Published November 17, 2020
In recent weeks, a growing number of Williamson County schools have made the transition to remote learning. These decisions are never easy and multiple factors must be considered.
"The decision to transition to remote is not based solely on the number of positive cases or quarantines," said WCS Executive Director of COVID Response Gary Anderson. "We must also examine current trends, attendance rates, staff absences and the school's ability to get an adequate number of substitute teachers."

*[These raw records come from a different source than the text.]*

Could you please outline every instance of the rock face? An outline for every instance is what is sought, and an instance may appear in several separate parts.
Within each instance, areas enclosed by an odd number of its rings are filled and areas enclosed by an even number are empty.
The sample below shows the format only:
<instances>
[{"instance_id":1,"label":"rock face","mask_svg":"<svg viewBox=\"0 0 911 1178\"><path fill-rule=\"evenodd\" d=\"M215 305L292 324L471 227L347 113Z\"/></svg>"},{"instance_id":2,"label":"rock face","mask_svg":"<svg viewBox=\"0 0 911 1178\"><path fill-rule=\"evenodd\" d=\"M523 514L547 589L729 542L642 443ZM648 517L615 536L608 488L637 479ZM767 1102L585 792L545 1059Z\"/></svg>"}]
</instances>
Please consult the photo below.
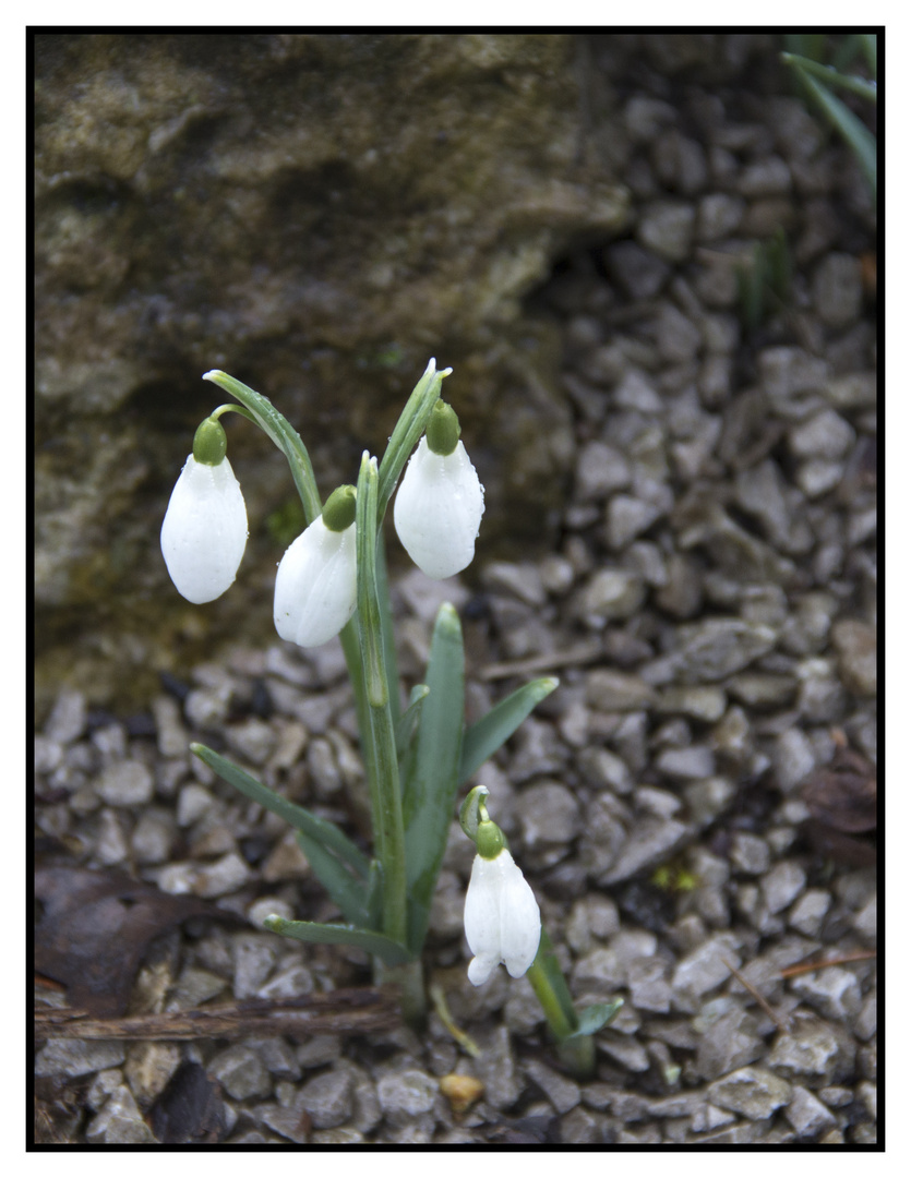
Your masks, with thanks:
<instances>
[{"instance_id":1,"label":"rock face","mask_svg":"<svg viewBox=\"0 0 911 1178\"><path fill-rule=\"evenodd\" d=\"M244 423L260 578L190 620L164 591L158 530L210 368L275 401L325 497L435 355L510 534L541 538L573 442L521 299L626 216L618 157L585 150L576 39L45 34L35 54L39 688L103 697L153 648L268 621L293 491Z\"/></svg>"}]
</instances>

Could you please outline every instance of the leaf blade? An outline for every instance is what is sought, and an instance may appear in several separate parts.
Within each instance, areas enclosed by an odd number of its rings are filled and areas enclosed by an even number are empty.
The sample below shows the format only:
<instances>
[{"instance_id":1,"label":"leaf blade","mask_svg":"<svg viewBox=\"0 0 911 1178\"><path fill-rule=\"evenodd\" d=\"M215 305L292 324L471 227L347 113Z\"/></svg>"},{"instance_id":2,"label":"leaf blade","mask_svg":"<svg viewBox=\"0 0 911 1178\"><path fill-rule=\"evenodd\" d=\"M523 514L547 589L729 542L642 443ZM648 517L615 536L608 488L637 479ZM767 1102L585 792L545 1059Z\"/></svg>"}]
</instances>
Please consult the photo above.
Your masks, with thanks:
<instances>
[{"instance_id":1,"label":"leaf blade","mask_svg":"<svg viewBox=\"0 0 911 1178\"><path fill-rule=\"evenodd\" d=\"M378 957L385 965L404 965L411 955L404 945L369 928L354 925L321 925L311 920L285 920L284 916L266 916L263 927L280 937L293 937L311 945L354 945Z\"/></svg>"},{"instance_id":2,"label":"leaf blade","mask_svg":"<svg viewBox=\"0 0 911 1178\"><path fill-rule=\"evenodd\" d=\"M501 700L486 716L468 728L462 741L460 786L463 786L484 761L509 740L529 713L559 686L560 680L553 675L535 679Z\"/></svg>"}]
</instances>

Because information can change so quickly, district leaders meet daily to discuss whether any of district's 49 schools should transition to remote learning. The three main metrics used include:
- Health Department recommendations due to positive cases and quarantines
- Overall attendance
Once a decision is made to transition a school to remote learning, the school community is notified by the District, and teachers begin the process of sending Zoom links and instructions for class the following day. School staff then use their protocols to determine whether academics or extracurricular activities can continue on-campus. In some cases, events have been cancelled or postponed.As part of the district’s reopening framework for the 2020-21 school year, the district used a red, green and yellow metric to inform the decision for the district to open as a whole remotely or in-person. As the COVID-19 pandemic has evolved and more guidance has been provided by State health and education authorities, the district has continued to adjust and improve on its processes. An element of the original metric was to trigger a conversation with the Health Department when a certain level was reached. Now, district staff communicate daily with Health Department staff. In addition, schools are evaluated individually. Since the beginning of the 2020-21 school year, more than 30 of the district’s 49 schools have transitioned to remote learning, involving either a class, grade level or the entire campus. A handful of schools have transitioned to remote learning more than once."We know students learn better when they are in the classroom," said Superintendent Jason Golden. "But we must balance that with the health and safety of our teachers, staff and students. We have to stay nimble, and there are going to be times when we have to make the difficult decision for some schools to go remote."